Posted: Mar 06, 2009 at 0244 hrs IST

From phone recharge vouchers to insurance, TV commercials have found a fresh, quirky mascot to sell their wares — Kolkata

As we hurtle down the potholed footpaths along the High Court to work, or dodge a deliberately careless army of buses, cycles, and cars on the College Street to get to the Coffee House, there’s usually a curse or two on our minds. So, it’s least likely that we stand back and absorb the warm familiarity of the humdrum, or soak in the curious elegance of the old buildings which seem to be gradually tiring of holding their own against the jumble of modern swank structures. However, bits of Kolkata, which have turned into precious clichés to its people, seem to have captured the imagination of ad filmmakers in the country.

Like the directors of the new Birla Sun Life ad or Prakash Varma. His Vodafone ad, which captures New Market, College Street, Coffee House and the tram in monochrome, fishes out an edgy, stylish visual of the city from the rubble of familiarity. “I have always been fascinated by the city. There’s a multi-layered character to it,” says Varma. So, while the Bangalore-based ad filmmaker was charmed into shooting the commercial in Kolkata by the engaging plurality of experiences in the city, director Pradeep Sarkar, was a little biased to ‘his city’. “It’s a city you can romance,” says Sarkar about the Aegon Religare commercial he shot in Kolkata with Irrfan Khan.

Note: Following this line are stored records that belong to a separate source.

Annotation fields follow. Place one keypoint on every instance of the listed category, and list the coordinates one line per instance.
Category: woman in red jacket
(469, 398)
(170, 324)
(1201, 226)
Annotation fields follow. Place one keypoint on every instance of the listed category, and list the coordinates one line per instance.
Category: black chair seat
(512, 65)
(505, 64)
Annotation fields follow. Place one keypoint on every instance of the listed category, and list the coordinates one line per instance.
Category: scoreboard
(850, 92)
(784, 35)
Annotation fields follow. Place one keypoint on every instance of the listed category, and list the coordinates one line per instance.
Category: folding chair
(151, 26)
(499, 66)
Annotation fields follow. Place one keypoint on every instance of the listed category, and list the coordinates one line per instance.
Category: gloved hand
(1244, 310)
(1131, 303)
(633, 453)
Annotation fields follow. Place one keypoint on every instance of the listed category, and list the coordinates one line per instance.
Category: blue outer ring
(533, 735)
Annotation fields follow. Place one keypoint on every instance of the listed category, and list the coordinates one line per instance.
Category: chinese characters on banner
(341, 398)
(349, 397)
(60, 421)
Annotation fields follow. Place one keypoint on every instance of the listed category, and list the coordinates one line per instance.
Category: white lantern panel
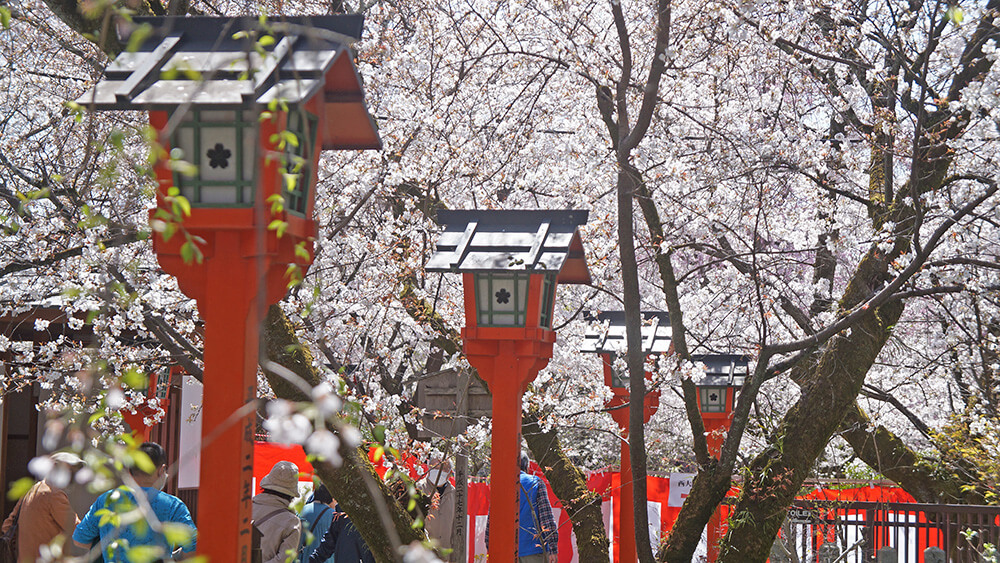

There’s been an overkill of Mumbai in films, commercials and soaps too for the obvious reasons. “Kolkata has not been explored all that much,” says Nirmalya Majumder, short filmmaker and a copywriter with a radio station. “And apart from that with Shah Rukh Khan and other big names associating themselves with the city for the IPL etc, the spotlights have suddenly turned on Kolkata,” adds Majumder. And no wonder, ad films are out to cash in on the new-found connect of the city with a national audience.

Varma wanted to show Kolkata in a way it had never been depicted before. “It’s extremely exciting to try and turn the clichés on their head. The idea came to me after I read some interesting blogs on Kolkata,” says Varma. So while most depictions of the city revolve around crowds, parochial Bengali babus in dhotis, disheveled intellectuals and political gatherings (the recent Good Day ad), Verma decided to capture the city in a stark, minimalist avatar. “The city, I realized has a very young, modern feel to it. Something I wanted to explore unlike the usual robust old world vivacity it is associated with it,” he explains. Sarkar, however, doesn’t seem to mind going back to the same.

“It’s difficult to dissociate Kolkata from the overwhelming warmth it exudes. It’s never too boring to work on that,” says Sarkar, for whom the architectural elegance of Kolkata is something that never gets too old or jaded.